Tecnologia · 28 de julho de 2026 · 6 minutos
Vender um produto abstrato: pare de explicar, faça funcionar
Em produtos de software e tecnologia, uma lista de recursos não convence ninguém. A única resposta que o visitante procura é "isso vai funcionar para mim?" — e há formas de mostrar.
Uma marca que vende produto físico coloca a foto e o trabalho está em boa parte feito. Um produto de software ou tecnologia não tem essa sorte: o produto não aparece. Por isso a maioria dos sites tenta descrever o produto — e isso quase nunca funciona.
Por que captura de tela e lista de recursos não funcionam
Olhando a sua lista de recursos, o visitante não consegue responder “isso funciona para mim?”. A lista do concorrente é quase igual; lado a lado ele não distingue as duas e sai sem decidir.
A página mais convincente é aquela em que uma parte do produto está funcionando. Não precisa ser o produto inteiro — uma parte pequena, mas real, basta.
No site que você está lendo agora eu mesmo faço isso: as demonstrações do catálogo de efeitos não são descritas, elas rodam no seu navegador. Uma demonstração de IA é treinada de verdade, uma treliça é calculada de verdade. Essa é a diferença entre dizer “a gente consegue” e “olha, está funcionando”.
A página de preços: “peça um orçamento” não é resposta
Uma página sem preço manda para o concorrente o comprador sério que quer comparar. Na venda corporativa nem sempre dá para dar preço fechado, mas isto dá:
- Preço inicial (“a partir de…”)
- Do que o preço depende (número de usuários, volume, módulos)

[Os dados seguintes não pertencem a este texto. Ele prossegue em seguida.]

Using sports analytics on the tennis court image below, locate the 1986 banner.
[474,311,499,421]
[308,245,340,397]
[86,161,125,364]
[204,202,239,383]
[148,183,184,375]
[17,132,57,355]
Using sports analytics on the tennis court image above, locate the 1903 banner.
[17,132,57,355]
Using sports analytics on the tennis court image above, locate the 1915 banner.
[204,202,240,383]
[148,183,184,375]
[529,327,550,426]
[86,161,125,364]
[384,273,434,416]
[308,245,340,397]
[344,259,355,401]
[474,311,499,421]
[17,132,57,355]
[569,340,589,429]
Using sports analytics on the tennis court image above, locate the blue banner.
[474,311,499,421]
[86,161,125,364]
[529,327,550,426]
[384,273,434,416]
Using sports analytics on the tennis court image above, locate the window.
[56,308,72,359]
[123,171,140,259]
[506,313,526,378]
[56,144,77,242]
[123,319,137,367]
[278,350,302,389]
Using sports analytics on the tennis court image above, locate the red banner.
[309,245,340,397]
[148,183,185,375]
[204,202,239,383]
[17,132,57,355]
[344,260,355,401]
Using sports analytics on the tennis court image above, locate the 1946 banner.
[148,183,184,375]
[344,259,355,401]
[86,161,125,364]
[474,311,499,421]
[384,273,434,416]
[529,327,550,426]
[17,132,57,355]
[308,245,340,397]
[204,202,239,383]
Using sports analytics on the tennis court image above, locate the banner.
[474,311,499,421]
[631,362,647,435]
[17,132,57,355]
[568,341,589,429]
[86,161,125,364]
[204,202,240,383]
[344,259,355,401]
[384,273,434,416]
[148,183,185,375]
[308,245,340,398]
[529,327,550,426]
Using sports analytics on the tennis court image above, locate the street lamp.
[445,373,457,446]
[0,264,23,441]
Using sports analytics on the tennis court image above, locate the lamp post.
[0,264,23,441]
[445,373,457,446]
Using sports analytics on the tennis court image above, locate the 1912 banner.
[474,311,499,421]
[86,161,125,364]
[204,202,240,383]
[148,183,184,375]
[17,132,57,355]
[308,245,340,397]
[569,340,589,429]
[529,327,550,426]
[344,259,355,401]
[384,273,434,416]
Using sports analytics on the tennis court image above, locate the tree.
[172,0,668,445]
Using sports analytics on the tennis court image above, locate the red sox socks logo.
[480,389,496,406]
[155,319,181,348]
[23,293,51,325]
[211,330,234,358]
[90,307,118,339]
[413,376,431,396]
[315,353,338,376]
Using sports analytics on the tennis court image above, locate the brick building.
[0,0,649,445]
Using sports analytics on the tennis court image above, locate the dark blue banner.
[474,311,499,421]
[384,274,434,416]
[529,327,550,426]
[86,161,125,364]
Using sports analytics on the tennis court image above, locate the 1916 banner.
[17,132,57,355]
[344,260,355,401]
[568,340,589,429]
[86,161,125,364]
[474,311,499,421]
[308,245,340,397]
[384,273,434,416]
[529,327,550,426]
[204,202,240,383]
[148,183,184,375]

- Qual plano serve para quem
- O que não está incluído
Se esses quatro itens estão escritos, o botão “peça um orçamento” deixa de ser um obstáculo e vira o próximo passo.
Um pedido de demonstração precisa cair em algum lugar
O formulário em si é a parte fácil. A questão de verdade é para onde vai o pedido: quem responde e quando, o que acontece se ninguém responder, em que etapa está cada pedido. Sem essa organização, o formulário só produz e-mail que vai ser esquecido.

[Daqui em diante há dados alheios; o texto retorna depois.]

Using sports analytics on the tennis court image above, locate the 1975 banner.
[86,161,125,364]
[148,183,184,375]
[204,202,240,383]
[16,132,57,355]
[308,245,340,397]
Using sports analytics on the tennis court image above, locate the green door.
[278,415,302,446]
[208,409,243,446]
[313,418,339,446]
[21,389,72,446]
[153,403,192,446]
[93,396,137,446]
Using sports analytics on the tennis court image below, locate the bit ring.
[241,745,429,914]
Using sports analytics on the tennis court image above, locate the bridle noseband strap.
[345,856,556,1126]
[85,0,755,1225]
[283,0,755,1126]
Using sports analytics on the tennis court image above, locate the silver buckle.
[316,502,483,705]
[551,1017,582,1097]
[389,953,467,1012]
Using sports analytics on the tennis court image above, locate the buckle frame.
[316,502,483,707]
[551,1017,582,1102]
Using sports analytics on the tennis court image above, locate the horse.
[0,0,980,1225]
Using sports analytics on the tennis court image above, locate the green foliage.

Separe o site de marketing da documentação
Quem está pensando em comprar se perde na documentação técnica; o cliente atual não acha o que procura no meio dos textos de marketing. Duas pessoas diferentes, duas necessidades diferentes — misturadas num site só, nenhuma fica satisfeita.
Escreva uma página “para quem não serve”
Contraintuitiva, mas uma das páginas que mais funcionam. Escrever abertamente para quem o seu produto não serve faz duas coisas: descarta o cliente errado desde o início (seus pedidos de demonstração ficam mais limpos) e aumenta a sua credibilidade diante do cliente certo.

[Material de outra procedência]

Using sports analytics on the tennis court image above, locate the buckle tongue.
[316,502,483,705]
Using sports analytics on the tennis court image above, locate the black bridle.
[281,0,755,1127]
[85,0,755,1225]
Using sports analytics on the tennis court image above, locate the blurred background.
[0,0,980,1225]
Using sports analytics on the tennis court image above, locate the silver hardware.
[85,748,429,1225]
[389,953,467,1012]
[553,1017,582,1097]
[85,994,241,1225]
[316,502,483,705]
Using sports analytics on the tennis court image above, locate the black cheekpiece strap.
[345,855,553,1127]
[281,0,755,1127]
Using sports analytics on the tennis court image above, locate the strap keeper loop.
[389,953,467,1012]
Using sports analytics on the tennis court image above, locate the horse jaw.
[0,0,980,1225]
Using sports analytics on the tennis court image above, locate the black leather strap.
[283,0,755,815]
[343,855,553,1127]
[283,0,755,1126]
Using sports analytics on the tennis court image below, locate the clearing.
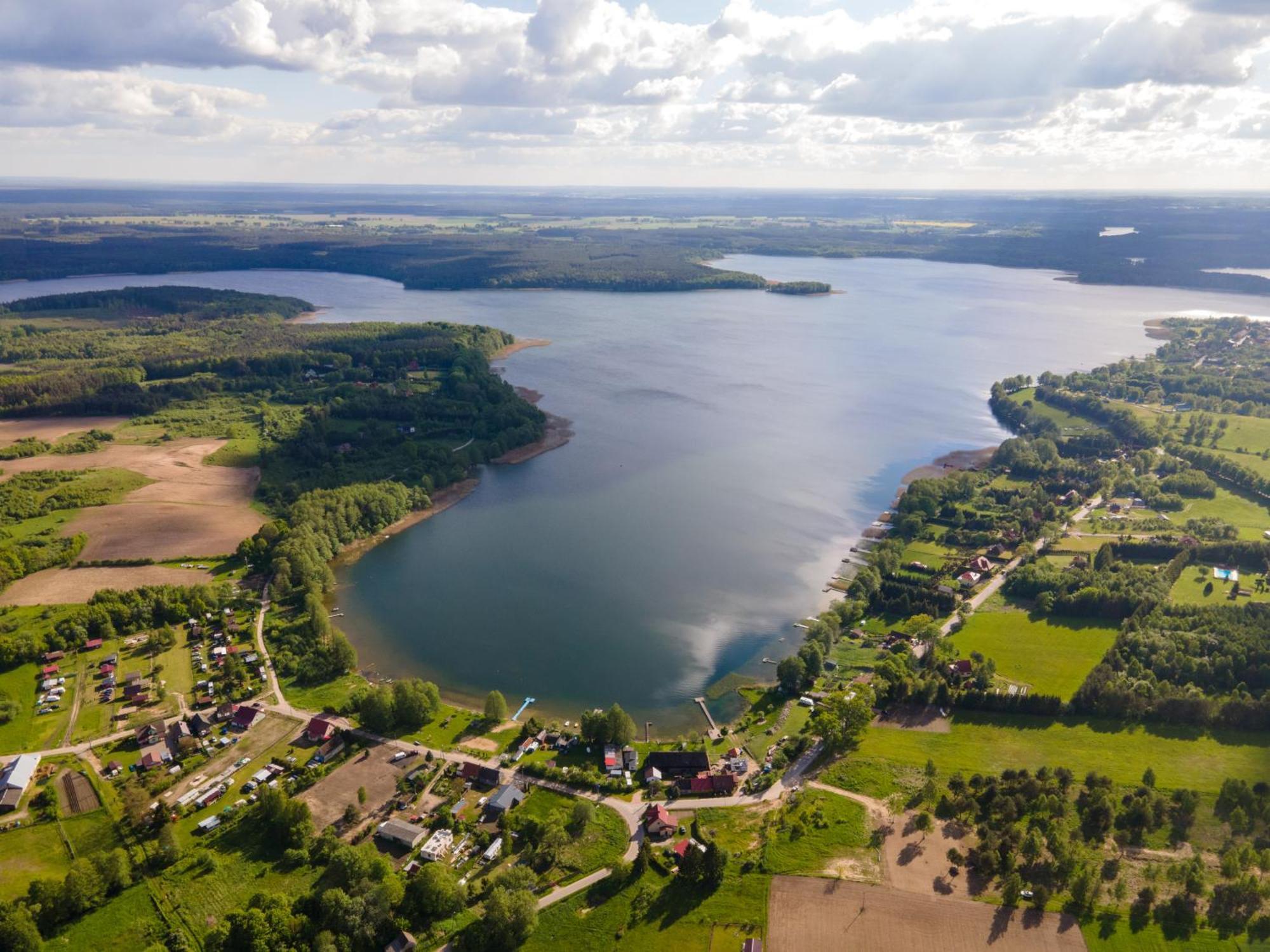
[952,609,1116,701]
[0,437,265,561]
[0,416,128,449]
[0,566,212,605]
[767,876,1085,952]
[298,744,423,833]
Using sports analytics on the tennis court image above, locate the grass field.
[952,609,1116,701]
[0,663,75,754]
[857,712,1270,791]
[1172,486,1270,539]
[44,882,168,952]
[1168,565,1270,605]
[1010,387,1099,435]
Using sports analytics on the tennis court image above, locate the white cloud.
[0,0,1270,184]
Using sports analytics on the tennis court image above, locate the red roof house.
[305,717,335,744]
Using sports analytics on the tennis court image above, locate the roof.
[644,750,710,772]
[0,754,39,791]
[489,783,525,811]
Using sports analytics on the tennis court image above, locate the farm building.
[0,754,39,814]
[644,750,710,777]
[375,820,428,849]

Eu faço o mesmo: quando me perguntam sobre Shopify para um produto SaaS, minha resposta é um não direto. Vender algo que não serve traz trabalho no curto prazo, mas custa reputação no longo.
Se você vai vender para fora
Um site em inglês não basta. A lista mínima: um remetente de e-mail verificado (senão suas mensagens caem no spam), um meio de pagamento que funcione naquele mercado, condições claras de devolução e cancelamento, uma promessa de suporte realista. Montei tudo isso de ponta a ponta para a minha marca nos EUA; nada é vistoso, mas se faltar um item a primeira venda não vem.